Vital need for modeling

The outbreak of COVID-19 and its accompanying pandemic has created an unprecedented challenge and unilateral response worldwide, and urged every nation to deploy its utmost resources toward combating the disease whilst managing the economic and social impacts. Tracking the epidemic and estimating the size of the infected population and effects of potential guidelines and restrictions has become a critical priority for most governments around the globe as it has immediate ramifications on all subsequent policy interventions (e.g., see [37]).
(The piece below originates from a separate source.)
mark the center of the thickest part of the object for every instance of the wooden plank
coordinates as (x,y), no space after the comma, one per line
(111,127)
Stochastic processes are designed to deal with change that involves randomness and uncertainty, both aspects that are paramount to the COVID-19 outbreak. In particular, partially-observable stochastic processes specifically account for incomplete knowledge of a system that arises from having only incomplete knowledge about a situation. A common form of partial observation is one whereby the state of the system, or each component of the system, can be observed with only a certain degree of certainty. An example is the case of biological invasions, whereby an invasive species or individual of the species can be detected with only a certain probability upon each survey (e.g., see [8]). Another application is in medical testing, where a test can provide a false negative, so that the infection can then only be detected with a certain probability for an infected individual upon administering the test (e.g., see [9, 10]). Further applications of partially-observable stochastic processes include (but are not limited to) recognizing patterns [11], analyzing digital signals [12], and understanding biological processes [13, 14].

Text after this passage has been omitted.